Net deferred tax assets and liabilities are comprised of the following:
| | 2017 | | | 2016 | |
| | | | | | |
Deferred tax assets | | | | | | | | |
Net operating loss carry-forward | | $ | 13,797 | | | $ | 7,957 | |
Valuation allowance | | | (13,797 | ) | | | (7,957 | ) |
Deferred tax assets, net | | $ | - | | | $ | - | |
In assessing the realizability of deferred tax assets, management considers that whether it is more-likely-than-not that some portion or all of the deferred tax assets will not be realized. The ultimate realization of deferred tax assets is dependent upon the generation of future taxable income during the periods in which those temporary differences become deductible. Management considers the scheduled reversal of deferred tax liabilities, projected future taxable income, and tax planning strategies in making this assessment. As of December 31, 2017 and 2016, based upon the levels of historical taxable income, the Company believes that it is more-likely-than-not that it will not be able to realize the benefits of some or all of these deductible differences. Accordingly, a valuation allowance of approximately $(13,797) and $(7,957) has been provided in the accompanying financial statements as of December 31, 2017 and 2016, respectively.
At December 31, 2017, the Company had approximately $72,615 of net operating loss carry-forwards that will not expire as long as the company continues to carry on the similar trade.
Note 15 – Related Party Transactions
At December 31, 2017, there were advances due to related parties. (See Note 8)
Cheshire Trafford U.K. Limited
Notes to Financial Statements
December 31, 2017 and 2016
Note 16 - Commitments and Contingencies
Contingencies
The Company consults with legal counsel on matters related to litigation and other experts both within and outside the Company with respect to matters in the ordinary course of business.

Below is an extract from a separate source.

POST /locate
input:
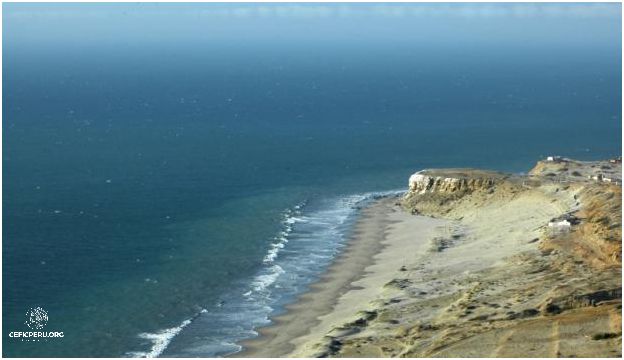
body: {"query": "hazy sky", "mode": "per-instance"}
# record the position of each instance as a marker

The Company does not have any contingent liabilities in respect of legal claims arising in the ordinary course of business as at December 31, 2017 and 2016.
Commitments
The following is a list of the Company’s commitments that are incurred each year:
| ● | Office rental agreement of $3,025 per month, on a month-to-month basis. |
Note 17 – Subsequent Events
Management has evaluated subsequent events through July 16, 2018, the date on which the financial statements were available to be issued. No events have occurred since the balance sheet date that would have material impact on the financial statements.